Carmelo no necesita copiar, sino interpretar su propio paisaje
La pregunta para Carmelo no debería ser qué edificio construir, sino qué mirada recuperar. El río no es un decorado. Es parte de la identidad local, de la economía, de la memoria afectiva y del modo en que generaciones de carmelitanos aprendieron a ubicarse en el mundo.
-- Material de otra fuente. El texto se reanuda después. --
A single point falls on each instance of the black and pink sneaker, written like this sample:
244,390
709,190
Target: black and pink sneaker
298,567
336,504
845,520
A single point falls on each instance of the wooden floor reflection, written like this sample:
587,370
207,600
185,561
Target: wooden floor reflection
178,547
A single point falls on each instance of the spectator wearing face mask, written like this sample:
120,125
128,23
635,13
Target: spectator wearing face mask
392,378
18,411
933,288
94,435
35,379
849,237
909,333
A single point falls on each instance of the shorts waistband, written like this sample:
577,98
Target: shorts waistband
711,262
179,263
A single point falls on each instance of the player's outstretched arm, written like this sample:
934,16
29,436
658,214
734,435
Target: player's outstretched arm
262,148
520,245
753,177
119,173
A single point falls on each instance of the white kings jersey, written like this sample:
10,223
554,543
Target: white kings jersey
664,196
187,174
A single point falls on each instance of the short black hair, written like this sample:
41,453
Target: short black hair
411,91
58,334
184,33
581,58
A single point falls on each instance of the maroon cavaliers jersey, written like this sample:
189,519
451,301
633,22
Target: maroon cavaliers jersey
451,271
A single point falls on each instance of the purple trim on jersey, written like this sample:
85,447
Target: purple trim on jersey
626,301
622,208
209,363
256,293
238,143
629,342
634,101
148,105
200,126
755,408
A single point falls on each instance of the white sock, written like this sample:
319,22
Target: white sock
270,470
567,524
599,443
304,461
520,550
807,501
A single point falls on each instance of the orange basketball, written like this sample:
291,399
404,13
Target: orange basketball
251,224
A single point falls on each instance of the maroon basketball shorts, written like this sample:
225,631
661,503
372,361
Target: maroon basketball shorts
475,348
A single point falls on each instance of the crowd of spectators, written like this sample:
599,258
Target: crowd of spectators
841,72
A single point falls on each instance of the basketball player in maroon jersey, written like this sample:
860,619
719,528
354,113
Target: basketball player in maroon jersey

El puerto, la desembocadura del arroyo de las Vacas, la rambla, Playa Seré, los clubes náuticos, las embarcaciones, la pesca, los oficios vinculados al agua, los paseos familiares y la llegada de visitantes forman parte de un patrimonio que muchas veces está a la vista, pero no siempre integrado en una estrategia urbana y cultural.
Pensar Carmelo desde el río implica ordenar, cuidar y narrar. También implica preguntarse qué actividades pueden fortalecer ese vínculo: circuitos peatonales, espacios de contemplación, pequeñas intervenciones culturales, señalética histórica, ferias, propuestas gastronómicas, actividades náuticas, festivales, recorridos patrimoniales y nuevos usos para zonas que hoy podrían tener mayor protagonismo público.
Una oportunidad cultural, social y económica
Mirar el río con otros ojos no es solamente una inquietud estética. Puede ser también una política de desarrollo local. Las ciudades que integran su paisaje natural a su vida cotidiana suelen ampliar sus posibilidades turísticas, mejorar sus espacios públicos y fortalecer el sentido de pertenencia.
En Carmelo, esa transformación podría tener una escala propia. No se trata de imaginar una obra monumental ni de alterar la identidad de la ciudad. Se trata de activar lo que ya existe: el paisaje, la historia, la calma, el puerto, el vino, la madera, la navegación, la memoria inmigrante, la arquitectura, los atardeceres y la relación íntima con el agua.
Una ciudad que se reconcilia con su río también puede generar trabajo. El turismo cultural, la gastronomía, los servicios, los emprendimientos creativos, los paseos guiados, las actividades deportivas y la puesta en valor del patrimonio pueden integrarse en una misma visión. Para eso hace falta planificación, coordinación pública y privada, y una narrativa clara: Carmelo no solo como destino de paso, sino como ciudad ribereña con identidad propia.
El río como escenario de futuro
El caso de Avilés enseña que una ciudad puede cambiar su modo de presentarse sin negar lo que fue. Carmelo podría hacer lo mismo desde su propia escala. No necesita una gran pieza arquitectónica para iniciar ese camino. Puede empezar por algo más profundo: reconocer que el río no está en el borde de la ciudad, sino en el centro de su historia.
Volver a mirar el río supone también volver a mirarse como comunidad. Preguntarse qué ciudad se quiere construir, qué paisaje se desea legar y qué lugar ocuparán la cultura, el turismo, el ambiente y la memoria en el desarrollo de los próximos años.
Tal vez el desafío no sea inventar una nueva Carmelo, sino revelar la que siempre estuvo allí: una ciudad de agua, puerto y horizonte, capaz de convertir su relación con el río en una forma de futuro.